D’ailleurs, il (Mister Leang) payait largement cette privauté : une caisse d’opium, à demi éventrée, était placée en évidence près de l’attirail (Pham Van Ky).

Je m’egenouillai à sa gauche, tandis que son fils lui présentait […] le sabre court de neuf pouce et demi qu’il saisit et éleva horizontalement, à hauteur de son front avant de le poser devant lui. (Ibid.).

Nous avons terminé l’étude de la place des adverbes dans la zone du syntagme verbal en traitant de trois adverbes spatiaux ailleurs, quelque part et partout. Chez les écrivains francophones, ces adverbes tendent à se combiner fortement avec le verbe comme les éléments accomplissant le procès verbal. Cela dépend d’ailleurs de la catégorie de verbes que les auteurs ont choisi. Avec les verbes intransitifs, ces adverbes se placent nécessairement en postposition :

Il faut que vous rendiez ce type aux notables.
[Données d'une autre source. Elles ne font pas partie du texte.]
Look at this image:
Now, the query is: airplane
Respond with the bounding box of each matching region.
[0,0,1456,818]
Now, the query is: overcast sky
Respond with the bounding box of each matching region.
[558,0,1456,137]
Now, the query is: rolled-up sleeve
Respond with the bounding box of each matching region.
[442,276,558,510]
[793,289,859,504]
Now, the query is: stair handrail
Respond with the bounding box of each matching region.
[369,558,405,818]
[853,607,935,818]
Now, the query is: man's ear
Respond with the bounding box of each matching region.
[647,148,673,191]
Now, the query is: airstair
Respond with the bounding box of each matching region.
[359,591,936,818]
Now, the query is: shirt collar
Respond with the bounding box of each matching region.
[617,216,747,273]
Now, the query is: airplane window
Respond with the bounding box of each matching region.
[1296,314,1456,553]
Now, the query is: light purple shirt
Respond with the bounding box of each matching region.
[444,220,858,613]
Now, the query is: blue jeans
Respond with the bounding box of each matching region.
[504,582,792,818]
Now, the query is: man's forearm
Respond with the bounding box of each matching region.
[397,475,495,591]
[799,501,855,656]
Qu’il aille habiter ailleurs. J’en ai assez, de ce lugubre idiot ! (Cung Giu Nguyen).

– Ils doivent être allés quelque part pour y passer la nuit (Ibid.).
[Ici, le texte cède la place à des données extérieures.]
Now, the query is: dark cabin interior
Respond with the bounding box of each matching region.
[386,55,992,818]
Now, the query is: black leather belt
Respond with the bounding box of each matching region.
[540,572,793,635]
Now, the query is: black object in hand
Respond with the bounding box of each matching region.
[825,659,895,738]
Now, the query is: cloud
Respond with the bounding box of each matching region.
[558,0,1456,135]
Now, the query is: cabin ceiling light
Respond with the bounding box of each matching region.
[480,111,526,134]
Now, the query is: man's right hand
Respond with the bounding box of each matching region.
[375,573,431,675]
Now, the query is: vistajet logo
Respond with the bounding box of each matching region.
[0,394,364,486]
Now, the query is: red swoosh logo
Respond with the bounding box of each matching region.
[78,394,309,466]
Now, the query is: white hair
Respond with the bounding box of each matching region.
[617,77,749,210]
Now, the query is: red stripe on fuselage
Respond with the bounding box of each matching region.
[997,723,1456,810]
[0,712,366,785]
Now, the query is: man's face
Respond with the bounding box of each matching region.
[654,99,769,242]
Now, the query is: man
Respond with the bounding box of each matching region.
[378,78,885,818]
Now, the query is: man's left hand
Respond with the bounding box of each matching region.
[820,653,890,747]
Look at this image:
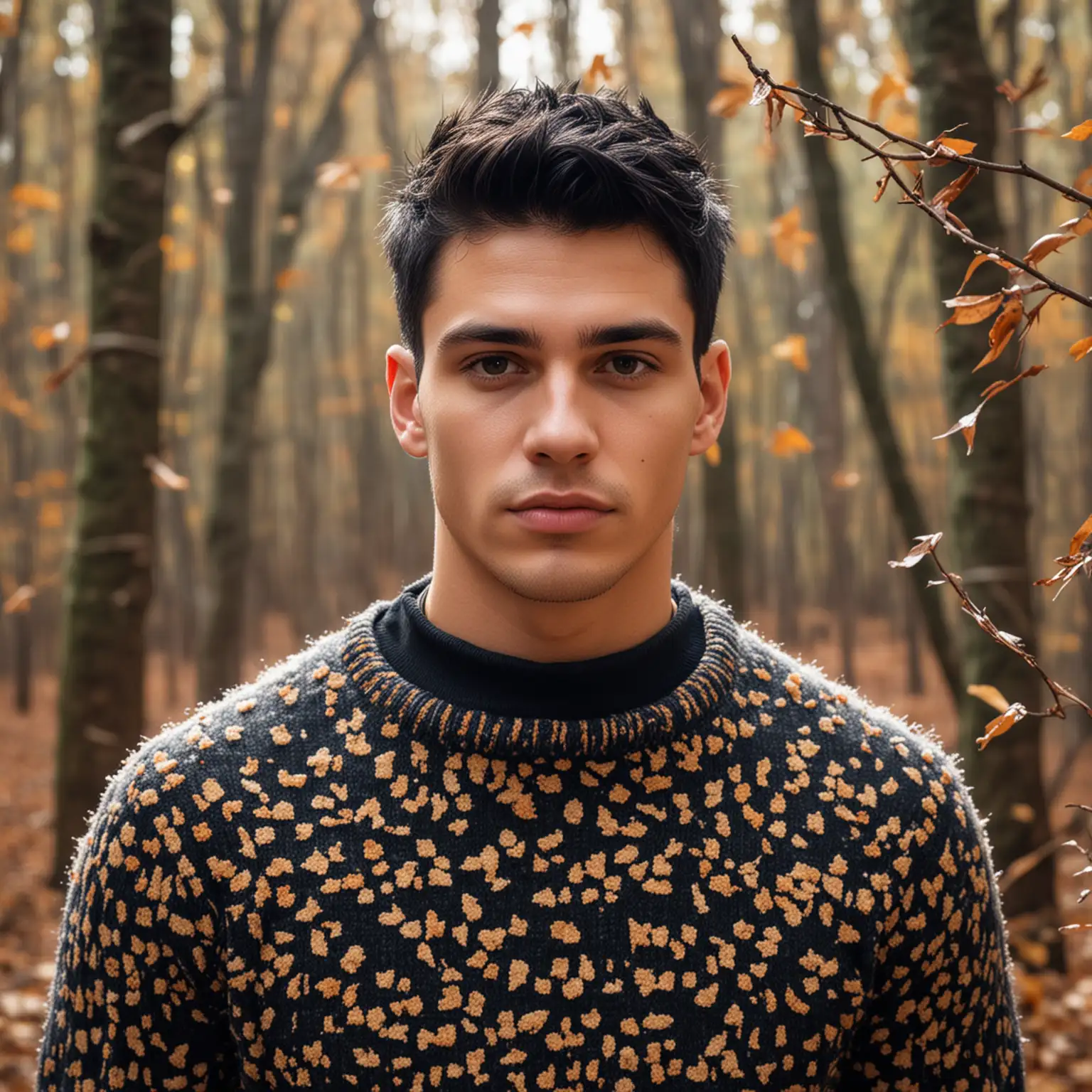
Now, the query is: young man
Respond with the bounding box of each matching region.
[39,86,1023,1092]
Le soleil des Safrans est partout, même dans la nuit, même sous la pluie (Ibid.).

Dans la suite de l’étude de la place des adverbes au niveau de la phrase, nous nous sommes intéressés à leur relation avec toute la phrase. Plus précisément, nous avons exploité trois zones de l’énoncé : préphrastique, intérieure et finale. A chacune de ces zones, les adverbes présentent une certaine caractéristique différente.
Après avoir pris en compte les différents types d’adverbes susceptibles de la position préphrastique ainsi que les contraintes discursives de cette position, nous avons situé l’attention à la topicalisation attribuée à des adverbes dans cette position. En mettant les adverbes à l’initiale, les auteurs leur ont accordent un rôle discursif important :

En amont et en aval, des barrages faisaient déborder le lit, inonder les rives : crues vespérales saluées par des cris de joie dans la faible clarté des lanternes en papier multicolore (Pham Van Ky).
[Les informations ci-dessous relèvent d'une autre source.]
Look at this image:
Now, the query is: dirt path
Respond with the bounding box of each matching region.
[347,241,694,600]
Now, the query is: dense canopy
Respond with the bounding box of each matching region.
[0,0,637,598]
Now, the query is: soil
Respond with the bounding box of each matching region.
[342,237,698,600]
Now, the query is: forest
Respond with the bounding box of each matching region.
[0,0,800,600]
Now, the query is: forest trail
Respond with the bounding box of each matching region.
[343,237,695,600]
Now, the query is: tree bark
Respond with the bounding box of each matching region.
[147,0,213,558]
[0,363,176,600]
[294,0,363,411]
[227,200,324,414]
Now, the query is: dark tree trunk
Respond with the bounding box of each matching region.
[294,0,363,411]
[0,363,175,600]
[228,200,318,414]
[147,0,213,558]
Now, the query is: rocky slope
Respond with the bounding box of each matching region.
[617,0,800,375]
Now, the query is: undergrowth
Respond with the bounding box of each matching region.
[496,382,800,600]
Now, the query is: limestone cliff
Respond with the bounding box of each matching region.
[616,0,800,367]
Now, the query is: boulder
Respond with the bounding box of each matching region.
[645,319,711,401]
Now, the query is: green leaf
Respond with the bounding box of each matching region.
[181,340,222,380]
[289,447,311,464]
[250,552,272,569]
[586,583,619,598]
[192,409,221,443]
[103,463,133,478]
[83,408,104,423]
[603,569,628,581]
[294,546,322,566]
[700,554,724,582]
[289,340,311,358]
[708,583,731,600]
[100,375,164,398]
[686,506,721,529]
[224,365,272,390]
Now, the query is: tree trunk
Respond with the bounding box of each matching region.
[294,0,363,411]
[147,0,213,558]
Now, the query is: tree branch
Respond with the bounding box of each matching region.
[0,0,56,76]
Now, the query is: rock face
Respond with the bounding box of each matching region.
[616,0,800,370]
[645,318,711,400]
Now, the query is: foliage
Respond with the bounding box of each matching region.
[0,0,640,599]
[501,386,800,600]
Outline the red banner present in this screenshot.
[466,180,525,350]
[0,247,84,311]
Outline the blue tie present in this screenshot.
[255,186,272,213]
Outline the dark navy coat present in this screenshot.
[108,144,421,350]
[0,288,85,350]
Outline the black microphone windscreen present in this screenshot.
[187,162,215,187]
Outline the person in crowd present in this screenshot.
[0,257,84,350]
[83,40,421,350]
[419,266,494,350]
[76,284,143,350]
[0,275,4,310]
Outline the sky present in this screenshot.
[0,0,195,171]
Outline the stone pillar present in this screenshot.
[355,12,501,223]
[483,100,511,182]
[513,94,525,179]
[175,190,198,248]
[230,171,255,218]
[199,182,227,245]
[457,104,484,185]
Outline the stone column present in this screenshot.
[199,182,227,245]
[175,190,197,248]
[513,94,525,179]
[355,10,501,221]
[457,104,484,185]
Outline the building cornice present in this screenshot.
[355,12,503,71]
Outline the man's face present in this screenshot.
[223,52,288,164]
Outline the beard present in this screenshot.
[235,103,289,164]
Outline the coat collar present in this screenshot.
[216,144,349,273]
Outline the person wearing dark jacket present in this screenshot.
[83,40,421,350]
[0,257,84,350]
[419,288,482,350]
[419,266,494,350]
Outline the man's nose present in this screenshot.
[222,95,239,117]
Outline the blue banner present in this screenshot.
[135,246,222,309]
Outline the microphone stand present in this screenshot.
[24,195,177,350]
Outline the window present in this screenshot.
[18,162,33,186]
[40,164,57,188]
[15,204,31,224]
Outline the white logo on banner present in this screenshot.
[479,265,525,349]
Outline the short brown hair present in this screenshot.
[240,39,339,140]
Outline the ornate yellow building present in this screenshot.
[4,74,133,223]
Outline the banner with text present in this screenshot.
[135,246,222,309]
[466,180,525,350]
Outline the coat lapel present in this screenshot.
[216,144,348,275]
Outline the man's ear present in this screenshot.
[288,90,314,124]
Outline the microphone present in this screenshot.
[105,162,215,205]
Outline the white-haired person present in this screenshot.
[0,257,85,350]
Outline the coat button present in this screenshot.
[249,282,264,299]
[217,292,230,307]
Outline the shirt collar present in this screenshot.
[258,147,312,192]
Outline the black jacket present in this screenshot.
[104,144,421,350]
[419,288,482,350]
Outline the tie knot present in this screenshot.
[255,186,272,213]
Selon le principe de la topicalisation, la locution adverbiale en amont et en aval dans la phrase ci-dessus est considérée comme le topique, parce qu’elle est l’élément le plus à gauche de la phrase et qu’elle est la composante indépendant de la structure sujet-prédicat.
Pour les adverbes insérés à l’intérieur de la phrase, avant de parler de la focalisation rapportée à ces adverbes, nous nous sommes interrogés sur l’importance de la ponctuation dans la désambiguïté de la fonction des adverbes. Notons cependant que parfois, la ponctuation est oubliée ou indifférente, surtout dans les cas où les auteurs veulent produire un effet de rapidité et de continuité dans l’énoncé :

Un kakemono brusquement se déroule, pailleté de visage minuscules, taches de souvenir qui vont céder à l’oubli […]. (Pham Van Ky).

Elle dispose d’innombrables abris qui naturellement sont plus vaste et plus confortables que les archaïques abris de la défense passive des précédentes guerres (Cung Giu Nguyen).

Si les adverbes à l’initiale sont les éléments topicalisés, les adverbes insérés jouent un rôle de démarcation de focalisation dans la phrase. Ainsi, nous nous sommes bornés à certains adverbes tels que aussi, encore, exactement, également, finalement, notamment, seulement, simplement, surtout, particulièrement, uniquement, etc. D’une manière générale, ces adverbes, à eux seuls, ne peuvent pas constituent un focus, mais lorsqu’ils sont accompagnés d’un élément quelconque, ils marquent avec cet élément un focus. Ainsi conçu, la focalisation peut être actualisée par le verbe et l’adverbe ou par l’adverbe et un complément :

Votre gloire dépendra aussi de cette alliance (Cung Giu Nguyen).

Leang-troisième remarqua surtout le livre que l’homme tenait à la main (Pham Van Ky).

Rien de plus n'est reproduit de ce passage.